Furthermore, if it is proven that a pre-existing fault/defect/damage (un-disclosed by the seller or un-detected on inspection by either the habitation or mechanical services) becomes apparent within 30 days of the buyer taking ownership or within 30 days prior to the handover; it may be necessary for a full refund to be made to the buyer. In the event of a full refund being made to the buyer, the seller agrees to return the net return (“valuation”) to the Company, plus costs, on request and within 7 days of such request, by way of a bank transfer. Alternatively, it may be necessary to rectify the fault/defect/damage. In the case of rectification work being carried out the Company reserves the right to request payment from the seller to cover the cost of such work, or, be deducted from the eventual sale when marketed again.
In addition to the cancellation right set out above, either party may terminate this Agreement at any time after the initial 30 day period by giving the other party 14 days’ notice of their intention to terminate the Agreement in writing. If you wish to terminate this Agreement on the 30th day, we will need to receive your cancellation notice on the 16th day after the date of this Agreement. Cancellation notice is required to be sent by recorded delivery and its’ receipt acknowledged. If you terminate this Agreement after the cooling off period, if applicable, but during the initial 30 day period or without providing us with 14 days’ notice, a cancellation fee will become due and payable. The cancellation fee shall be equal to the costs incurred by the Company in performing its obligations pursuant to this Agreement until the date of cancellation, up to a maximum of £2,000. If, however, cancellation notice is given whilst there is a (proven) sale in progress, then the cancellation fee will be the whole of the agreed difference between the advertised price and the target return (or that which has been agreed if altered in writing beyond the date of this agreement). In addition, where there have been repairs/valet/extraordinary costs met by the Company, they shall become immediately payable by the seller to the Company. Should the Company be in the process of an agreement to buy, by a buyer of the leisure asset, then a cancellation fee will be no less than the amount agreed as the difference between the advertised price and the Target Return, less any further costs incurred by the Company. They shall become payable immediately and further, the leisure asset will be retained until such monies are cleared into the Company account.

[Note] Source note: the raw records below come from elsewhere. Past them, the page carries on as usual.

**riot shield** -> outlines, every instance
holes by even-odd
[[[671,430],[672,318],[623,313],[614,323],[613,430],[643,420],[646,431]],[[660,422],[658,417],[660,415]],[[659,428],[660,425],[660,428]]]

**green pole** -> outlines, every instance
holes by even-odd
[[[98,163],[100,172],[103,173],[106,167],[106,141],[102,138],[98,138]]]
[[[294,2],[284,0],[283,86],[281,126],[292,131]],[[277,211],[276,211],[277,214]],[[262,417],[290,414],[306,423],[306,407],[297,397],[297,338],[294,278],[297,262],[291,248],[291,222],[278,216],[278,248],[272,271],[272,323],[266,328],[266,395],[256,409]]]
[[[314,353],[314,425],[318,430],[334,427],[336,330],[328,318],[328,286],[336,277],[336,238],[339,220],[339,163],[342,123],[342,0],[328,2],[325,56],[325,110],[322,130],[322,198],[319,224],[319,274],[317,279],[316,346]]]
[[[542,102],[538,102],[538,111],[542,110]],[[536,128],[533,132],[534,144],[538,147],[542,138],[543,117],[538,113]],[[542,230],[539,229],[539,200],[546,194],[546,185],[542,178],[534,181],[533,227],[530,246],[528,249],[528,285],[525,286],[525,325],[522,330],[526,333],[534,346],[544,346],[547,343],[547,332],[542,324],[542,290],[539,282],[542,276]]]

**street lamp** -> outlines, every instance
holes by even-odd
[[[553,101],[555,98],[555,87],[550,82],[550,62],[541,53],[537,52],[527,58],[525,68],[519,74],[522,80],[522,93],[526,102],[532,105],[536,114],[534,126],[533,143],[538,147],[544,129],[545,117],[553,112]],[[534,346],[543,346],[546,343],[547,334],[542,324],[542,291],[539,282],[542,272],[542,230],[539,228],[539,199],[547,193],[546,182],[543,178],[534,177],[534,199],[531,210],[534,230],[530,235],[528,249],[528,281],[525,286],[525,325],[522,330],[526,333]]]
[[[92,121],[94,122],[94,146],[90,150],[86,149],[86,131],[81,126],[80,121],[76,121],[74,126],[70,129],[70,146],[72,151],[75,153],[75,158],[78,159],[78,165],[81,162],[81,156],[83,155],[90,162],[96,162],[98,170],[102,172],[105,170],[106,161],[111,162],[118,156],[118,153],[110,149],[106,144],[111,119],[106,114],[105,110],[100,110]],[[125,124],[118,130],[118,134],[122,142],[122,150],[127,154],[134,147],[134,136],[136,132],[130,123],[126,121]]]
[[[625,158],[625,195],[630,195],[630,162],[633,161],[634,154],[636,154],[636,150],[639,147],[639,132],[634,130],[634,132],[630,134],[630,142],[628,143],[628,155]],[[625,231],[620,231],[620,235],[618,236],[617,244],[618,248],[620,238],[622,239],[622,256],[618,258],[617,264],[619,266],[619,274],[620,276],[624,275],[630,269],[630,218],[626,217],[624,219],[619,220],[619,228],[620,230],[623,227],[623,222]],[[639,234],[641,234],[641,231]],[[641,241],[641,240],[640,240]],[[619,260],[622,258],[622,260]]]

Neither Motorhome Department and its associated companies, their directors, employees or other agents shall be liable for direct or indirect inconsequential losses of any kind including loss of profits and other forms of expenses and compensation.
The Company are committed to responsible data management and subscribes to the principals of the data protection legislation in the United Kingdom. We are committed to maintaining the privacy of our users and maintaining the security of any personal information received from you.
Any variation to the Agreement and/or these Terms shall only be binding when agreed in writing and signed on behalf of the Company. We reserve the right to revise and amend the Agreement or these Terms from time to time. You will be subject to the terms in force at the date of the Agreement.
The Agreement, incorporating these Terms, and any matter arising from or in connection with it shall be governed by and construed in accordance with English law.